Kandilli Rasathanesi’nin paylaştığı bilgilere göre 3.4 büyüklüğündeki deprem, 23 Nisan’da gerçekleşen 6.2’lik büyük depremin merkezine oldukça yakın bir noktada kaydedildi. Uzmanlar, bu tür sarsıntıların artçı deprem olabileceğini belirtirken, halkta yeniden büyük bir korku yaşandı.
Depremin yeniden aynı bölgede yaşanması, akıllara “Yeni bir depremin habercisi mi?” sorusunu getirdi. Özellikle Marmara Denizi çevresinde yaşayan vatandaşlar, yaşanan bu sarsıntıyla bir kez daha tedirgin oldu.
Uzmanlardan İlk Açıklama: Artçı Sarsıntılar Sürebilir
Deprem sonrası uzmanlardan gelen ilk açıklamalar, 3.4’lük depremin bir artçı olma ihtimalini güçlendirdi. Türkiye’nin aktif deprem kuşağında yer aldığını hatırlatan uzmanlar, vatandaşların deprem çantası hazırlığı, acil toplanma alanlarını öğrenme gibi önlemleri alması gerektiğini vurguladı.

Ayrıca, depremin olduğu yerin önceden 6.2 ile sarsılmış olması, bölgedeki enerjinin tamamen boşalmadığına dair ipuçları veriyor.
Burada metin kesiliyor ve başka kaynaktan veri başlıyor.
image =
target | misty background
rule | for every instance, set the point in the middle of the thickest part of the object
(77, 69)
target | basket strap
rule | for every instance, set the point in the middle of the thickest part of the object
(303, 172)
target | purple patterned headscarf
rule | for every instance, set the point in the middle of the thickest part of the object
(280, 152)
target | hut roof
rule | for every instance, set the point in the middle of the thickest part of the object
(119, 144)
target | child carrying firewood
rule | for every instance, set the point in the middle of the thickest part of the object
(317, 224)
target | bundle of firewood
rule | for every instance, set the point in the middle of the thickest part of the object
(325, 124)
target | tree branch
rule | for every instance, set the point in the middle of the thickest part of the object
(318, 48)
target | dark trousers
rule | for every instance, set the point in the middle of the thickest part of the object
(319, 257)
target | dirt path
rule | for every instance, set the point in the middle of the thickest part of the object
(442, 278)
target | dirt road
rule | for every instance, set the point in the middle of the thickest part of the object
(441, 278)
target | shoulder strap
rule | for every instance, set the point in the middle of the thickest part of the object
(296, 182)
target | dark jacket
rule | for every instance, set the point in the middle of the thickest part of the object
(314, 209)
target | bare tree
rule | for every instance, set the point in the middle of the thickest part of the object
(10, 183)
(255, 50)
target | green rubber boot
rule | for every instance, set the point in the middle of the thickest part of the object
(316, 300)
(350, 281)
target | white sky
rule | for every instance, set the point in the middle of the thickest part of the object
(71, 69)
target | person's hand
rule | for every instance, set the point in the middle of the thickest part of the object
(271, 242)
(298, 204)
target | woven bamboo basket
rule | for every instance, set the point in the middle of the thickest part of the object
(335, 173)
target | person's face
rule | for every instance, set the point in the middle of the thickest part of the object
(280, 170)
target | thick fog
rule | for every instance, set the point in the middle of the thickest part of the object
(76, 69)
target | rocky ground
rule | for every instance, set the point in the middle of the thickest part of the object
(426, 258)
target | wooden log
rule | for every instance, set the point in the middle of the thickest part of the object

Bu nedenle önümüzdeki günlerde benzer büyüklükte artçı depremler yaşanabileceği ihtimali göz ardı edilmiyor.
Bölge Halkı Tedirgin: “Yine Aynı Kabusu Yaşamak İstemiyoruz”
Silivri ve çevresindeki vatandaşlar, gün içinde yaşanan sarsıntıyı açıkça hissettiklerini belirtti. Özellikle yüksek katlı binalarda oturanlar panikle dışarı çıktı. Geçmişte yaşanan büyük depremin izlerini hâlâ taşıyan halk, bir kez daha aynı korkuları yaşamak istemediklerini dile getiriyor.
Yerel yetkililer ve AFAD ekipleri, olası yeni sarsıntılara karşı hazırlıklı olunması gerektiğini belirterek, kamuoyuna resmî kaynaklar dışında yapılan açıklamalara itibar edilmemesi çağrısında bulundu.
Deprem Gerçeği ile Yaşamak: Önlem Hayat Kurtarır
Türkiye’nin deprem kuşağında yer aldığı bilinciyle, önleyici tedbirlerin önemi bir kez daha ortaya çıkıyor. Uzmanlar, her bireyin deprem öncesi, anı ve sonrası için hazırlıklı olması gerektiğinin altını çiziyor.
- Deprem çantası hazır bulundurulmalı.
- Aile içi acil durum planı yapılmalı.
- Toplanma alanları önceden belirlenmeli.
- Binaların deprem dayanıklılığı kontrol edilmeli.
Bu küçük ama kritik adımlar, yaşanacak olası bir büyük depremde hayati fark yaratabilir.